War, sex, corruption and God
Andrew Lambirth
THE SCULPTURE OF MICHAEL SANDLE by John McEwen The Henry Moore Foundation, in association with Lund Humphries, £60, pp. 144, ISBN 0853318174 Public art in Britain deserves the mixed press it gets. Too much of it is slack,
unimaginative work, the visual equivalent of muzak, making no concession to the setting in which it is placed, and bringing little in the way of beauty or enlightenment. The sculptures of Michael Sandie constitute a heroic exception to this rule. Sandie, born in 1936 and christened on HMS Ark Royal (his father was 29 years in the navy), grew up mostly on the Isle of Man. From the moment the family was bombed out of Plymouth in 1940, the young Sandie was intensely aware of the war. Later he was to do his national service in the Royal Artillery which provided useful first hand experience of weaponry. When he reached maturity, after training at the Douglas School of Art and Technology and at the Slade in London, war — together with sex, corruption and God — became his principal subject and abiding preoccupation.
Sandie was a painter first, a prodigiously talented draughtsman with a particular gift for watercolour, before he felt impelled to work in three dimensions. His first sculptures were near-abstract, but he fought his way back unfashionably to the figurative and monumental, to make memorials to specific follies of the 20th century. An international figure who has lived and worked abroad for long periods, Sandie loves the music of Gesualdo, Wagner, Mahler and Bruckner, and the sculpture of the Victorian and Edwardian periods. (Charles Sargeant Jagger, of the Artillery Monument at Hyde Park Corner, is a favourite.) He is outspoken, and something of a rebel: a man at war with himself, both radical and conservative, compelled to bear witness to history.

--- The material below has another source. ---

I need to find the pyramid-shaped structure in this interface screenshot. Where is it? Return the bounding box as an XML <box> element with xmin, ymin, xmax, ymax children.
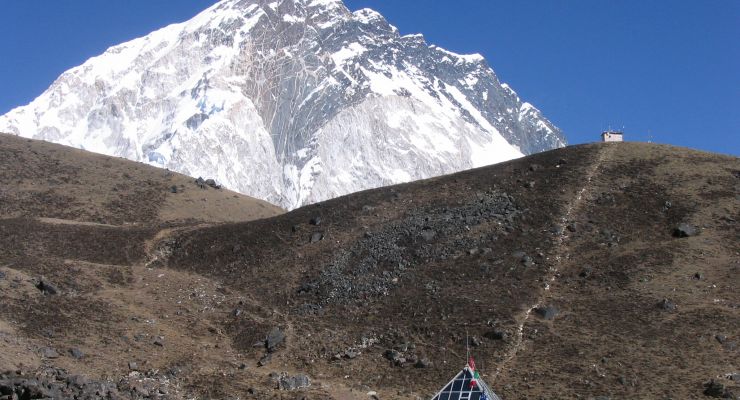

This handsome book, the first on his work, is perceptive and well-written, and lavishly illustrated with 120 duotone illustrations. (Here I have to declare a personal interest — I am the figure in the doublepage spread standing at the guard-rail of the belltower of Sandle's greatest commission, the Malta Siege-Bell Memorial on the Grand Harbour of Valletta, giving the photograph its human scale.) These richly tonal illustrations are very elegant, perhaps a bit too elegant for a sculptor of Sandle's forcefulness. Certainly the book is too expensive at £60, underwritten as it is by the wealthy Henry Moore Foundation. But for all those interested in contemporary public sculpture, it is an essential reference book and a wonderfully uplifting document.